How does Car loans work
A car loan is used to cover the full cost of the car you want. As soon as that is done, you start repaying the loan in monthly installments. Additional fees, including those for administration and initiation, as well as interest, will also have to be paid.
Depending on the lender you choose, the total cost of a car loan varies. However, the most important thing you should know about secured car loans is that you can lose the car if you don’t pay back the loan according to what you agreed.
What are the interest terms for car loans?
In South Africa, the maximum interest rate on car loans is 27.5%. When you get a car loan from a bank or other financial institution, you also have to pay interest. Interest payments enable lenders to make a profit from giving out loans. There are two types of interests rates involved with secured car loans:
1. Variable interest rate
In this scenario, the interest rate you pay on the loan could go up and down as you repay it. A change in interest rates is caused in this case by South African Reserve Bank activities, which control the prime market rate directly. Variable interest rates can offer you very low rates, but they are not guaranteed since the rate can rise at any time.
2. Fixed interest rate
Fixed interest rates mean that your interest payments will remain the same until you have finished repaying the loan. It is not affected by the prime market rate, and you always know how much you’re supposed to pay. However, if the interest goes down because of the prime market rate, you’ll not be able to benefit from it.
Types of car loans available
1. Secured vehicle finance
This form of credit uses the car you’re purchasing as security. This means, you get lower interest rates because of the lower risk to the lender created by the higher resale value of the car. If you default in repayment of the car loan, the lender will simply repossess the vehicle.
2. Unsecured vehicle finance
This type of loan allows prospective applicants to obtain a loan without security or collateral. This is a more flexible option since you will not be required to buy a car that meets certain conditions. However, since the lender cannot repossess the car if you default, the amount borrowed comes with higher interest rates and stricter requirements.
3. Car lease
The lender will lease a car to you, and you get to use it over a certain period of time while paying “rent”. At the end of the agreement, you can either buy the car at a lower price or return the car.
4. Operating lease
Similar to a car lease, however, a company or commercial organization takes out the lease and makes the repayments.
- Car hire purchase
Here you reduce the balance owed on your car by making fixed monthly repayments over an agreed period. Usually, a deposit is required, and you will own the car at the end of the lease agreement. In commercial hire purchase, the credit is used to finance a business vehicle.
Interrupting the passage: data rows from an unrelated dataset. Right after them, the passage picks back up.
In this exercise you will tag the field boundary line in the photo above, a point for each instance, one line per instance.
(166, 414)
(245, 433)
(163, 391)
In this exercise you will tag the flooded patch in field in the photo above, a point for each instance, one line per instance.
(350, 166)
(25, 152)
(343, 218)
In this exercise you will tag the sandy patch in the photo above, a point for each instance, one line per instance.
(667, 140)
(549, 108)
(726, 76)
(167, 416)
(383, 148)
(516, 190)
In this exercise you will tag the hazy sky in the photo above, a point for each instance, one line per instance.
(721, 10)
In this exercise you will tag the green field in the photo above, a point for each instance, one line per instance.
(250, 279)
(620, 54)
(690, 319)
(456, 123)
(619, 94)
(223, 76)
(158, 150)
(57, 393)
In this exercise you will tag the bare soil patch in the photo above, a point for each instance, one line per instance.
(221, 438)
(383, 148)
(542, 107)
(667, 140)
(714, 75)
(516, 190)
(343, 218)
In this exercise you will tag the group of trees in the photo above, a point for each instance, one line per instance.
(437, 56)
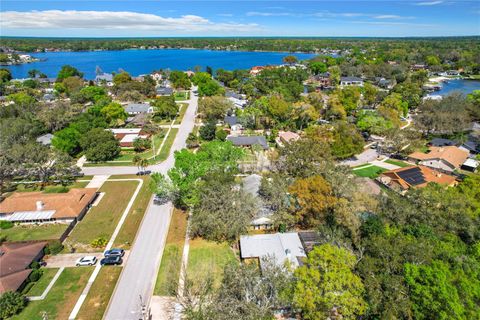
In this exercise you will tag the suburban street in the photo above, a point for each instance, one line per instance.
(137, 279)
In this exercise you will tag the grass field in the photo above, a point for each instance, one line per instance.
(398, 163)
(60, 300)
(34, 232)
(97, 299)
(208, 258)
(101, 220)
(132, 222)
(369, 172)
(42, 283)
(167, 146)
(169, 271)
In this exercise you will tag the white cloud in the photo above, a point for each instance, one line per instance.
(116, 20)
(428, 3)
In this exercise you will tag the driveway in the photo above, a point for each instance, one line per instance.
(139, 273)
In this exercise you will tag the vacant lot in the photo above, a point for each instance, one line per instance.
(97, 299)
(134, 219)
(34, 232)
(40, 286)
(101, 220)
(169, 272)
(369, 172)
(208, 258)
(60, 300)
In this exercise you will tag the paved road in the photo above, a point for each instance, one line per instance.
(137, 278)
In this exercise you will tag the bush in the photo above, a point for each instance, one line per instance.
(11, 303)
(53, 247)
(99, 242)
(35, 275)
(6, 224)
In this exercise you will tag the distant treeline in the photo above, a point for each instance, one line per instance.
(301, 44)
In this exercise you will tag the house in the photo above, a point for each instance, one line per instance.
(248, 141)
(45, 139)
(351, 81)
(15, 259)
(126, 136)
(136, 108)
(285, 137)
(283, 248)
(439, 142)
(446, 158)
(39, 207)
(470, 165)
(164, 91)
(263, 217)
(405, 178)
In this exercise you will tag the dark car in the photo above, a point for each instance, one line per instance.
(114, 253)
(111, 260)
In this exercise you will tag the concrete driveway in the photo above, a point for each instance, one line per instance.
(69, 259)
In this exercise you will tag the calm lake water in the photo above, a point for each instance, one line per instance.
(463, 86)
(138, 62)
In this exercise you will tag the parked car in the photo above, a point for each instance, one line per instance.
(111, 260)
(114, 253)
(86, 261)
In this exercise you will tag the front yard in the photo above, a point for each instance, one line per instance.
(60, 301)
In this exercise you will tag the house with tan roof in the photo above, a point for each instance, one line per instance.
(403, 179)
(35, 207)
(446, 158)
(15, 258)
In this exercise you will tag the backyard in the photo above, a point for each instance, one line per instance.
(169, 272)
(102, 219)
(62, 297)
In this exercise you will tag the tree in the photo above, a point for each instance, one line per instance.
(326, 287)
(100, 145)
(68, 71)
(11, 303)
(290, 59)
(114, 114)
(313, 200)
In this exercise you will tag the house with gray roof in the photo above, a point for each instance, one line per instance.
(283, 248)
(137, 108)
(249, 141)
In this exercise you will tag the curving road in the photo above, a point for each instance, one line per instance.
(139, 273)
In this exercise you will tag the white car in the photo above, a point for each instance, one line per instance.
(86, 261)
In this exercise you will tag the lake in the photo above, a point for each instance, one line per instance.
(138, 62)
(463, 86)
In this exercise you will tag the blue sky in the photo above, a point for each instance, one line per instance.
(239, 18)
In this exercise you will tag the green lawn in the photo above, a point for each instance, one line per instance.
(208, 258)
(169, 271)
(99, 295)
(369, 172)
(132, 223)
(398, 163)
(61, 299)
(34, 232)
(163, 155)
(102, 219)
(39, 287)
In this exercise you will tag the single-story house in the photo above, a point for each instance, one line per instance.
(405, 178)
(136, 108)
(443, 158)
(470, 165)
(164, 91)
(15, 258)
(248, 141)
(351, 81)
(126, 136)
(39, 207)
(45, 139)
(283, 248)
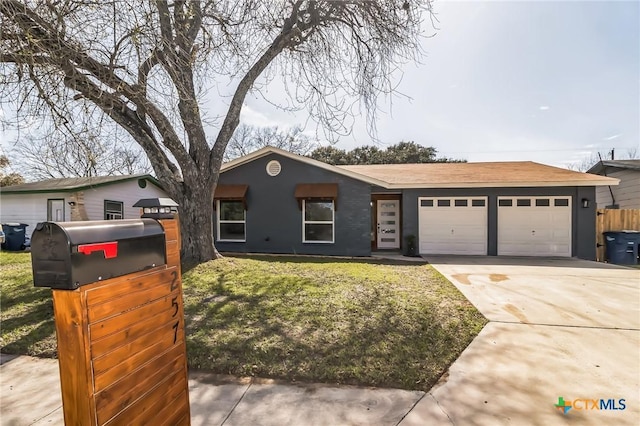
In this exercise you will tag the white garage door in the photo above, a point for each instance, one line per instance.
(534, 226)
(453, 225)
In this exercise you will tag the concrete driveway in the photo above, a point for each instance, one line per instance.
(558, 328)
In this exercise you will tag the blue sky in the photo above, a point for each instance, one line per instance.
(548, 81)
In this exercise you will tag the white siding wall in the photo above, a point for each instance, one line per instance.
(627, 193)
(29, 208)
(127, 192)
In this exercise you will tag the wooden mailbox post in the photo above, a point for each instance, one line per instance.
(117, 299)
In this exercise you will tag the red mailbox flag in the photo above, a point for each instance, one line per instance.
(109, 249)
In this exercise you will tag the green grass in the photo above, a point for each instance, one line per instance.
(303, 319)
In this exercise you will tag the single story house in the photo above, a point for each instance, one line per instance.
(627, 194)
(71, 199)
(273, 201)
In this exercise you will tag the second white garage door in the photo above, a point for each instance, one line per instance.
(453, 225)
(534, 226)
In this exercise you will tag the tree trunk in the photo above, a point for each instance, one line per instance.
(196, 223)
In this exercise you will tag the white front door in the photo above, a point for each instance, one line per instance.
(534, 226)
(452, 225)
(388, 224)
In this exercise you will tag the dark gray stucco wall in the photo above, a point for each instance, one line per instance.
(582, 220)
(274, 219)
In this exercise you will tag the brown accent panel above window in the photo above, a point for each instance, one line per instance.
(317, 191)
(232, 192)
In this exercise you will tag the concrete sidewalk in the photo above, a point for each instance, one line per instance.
(30, 395)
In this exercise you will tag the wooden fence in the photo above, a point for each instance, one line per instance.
(614, 220)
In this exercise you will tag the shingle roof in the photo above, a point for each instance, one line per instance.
(619, 164)
(73, 184)
(445, 175)
(509, 174)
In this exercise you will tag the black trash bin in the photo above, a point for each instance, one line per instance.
(622, 247)
(15, 236)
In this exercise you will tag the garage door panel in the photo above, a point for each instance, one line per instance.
(534, 230)
(452, 229)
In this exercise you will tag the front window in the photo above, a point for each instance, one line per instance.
(231, 220)
(317, 221)
(113, 210)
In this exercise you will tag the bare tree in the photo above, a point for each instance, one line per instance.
(147, 66)
(8, 178)
(247, 139)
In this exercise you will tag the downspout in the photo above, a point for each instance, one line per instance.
(604, 170)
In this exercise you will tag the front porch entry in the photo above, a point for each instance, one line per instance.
(385, 221)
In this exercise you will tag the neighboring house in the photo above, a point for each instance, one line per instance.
(627, 194)
(71, 199)
(272, 201)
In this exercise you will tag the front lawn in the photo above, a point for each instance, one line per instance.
(294, 318)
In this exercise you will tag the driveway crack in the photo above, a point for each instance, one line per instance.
(442, 409)
(236, 404)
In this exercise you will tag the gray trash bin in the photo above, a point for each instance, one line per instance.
(622, 247)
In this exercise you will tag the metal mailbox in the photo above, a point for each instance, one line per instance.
(119, 316)
(67, 255)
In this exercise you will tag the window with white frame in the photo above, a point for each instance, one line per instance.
(232, 218)
(318, 221)
(113, 210)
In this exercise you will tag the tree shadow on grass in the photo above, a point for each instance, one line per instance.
(284, 258)
(32, 332)
(364, 338)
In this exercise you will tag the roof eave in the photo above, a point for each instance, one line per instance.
(67, 189)
(612, 182)
(271, 150)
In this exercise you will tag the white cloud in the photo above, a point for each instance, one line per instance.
(253, 117)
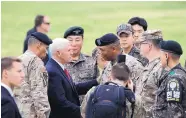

How do I qualify for car finance in South Africa
To qualify for a car loan in South Africa, you must be;
- Be 18 years old or older.
- Prospective applicants must be a permanently employed salaried individual, earning a minimum salary of R6500 pm.
- Have a valid South African drivers licence with no endorsements.
- Be a South African citizen or permanent resident; and.
- Have a good credit history.
In conjunction with the aforementioned pre-requisite, the following documents are also needed during application process;
- A South African ID;
- Proof of income (bank statements or payslips) that is not older than 3 months;
- Proof of address;
- A copy your driver’s license showing the front and the back;
- A minimum monthly income/salary. This varies between lenders, but typically you have to be earning at least R5000; and
If you are eligible for a car loan, you can apply online or at your lender’s office. Additionally, most lenders have websites with additional information about how to apply for secured car loans.
How to Apply for a Car loan in South Africa
The application process can be either tedious or smooth and easy, depending on the financier you eventually decide to go with. Generally, the process includes;
- Filling out an online application of a financier
- The online application will have to go through a pre-approval process
- The seller will then need to accept your online application and perform the necessary technical inspections of the vehicle
- You will provide the necessary documents
- You will then enter into a buyer and seller agreement where you sign a sales agreement or contract
- The financier will complete any remaining steps with you and will pay the seller the amount
- You will then need to do the necessary vehicle licensing and registration (if a dealer does not do it for you)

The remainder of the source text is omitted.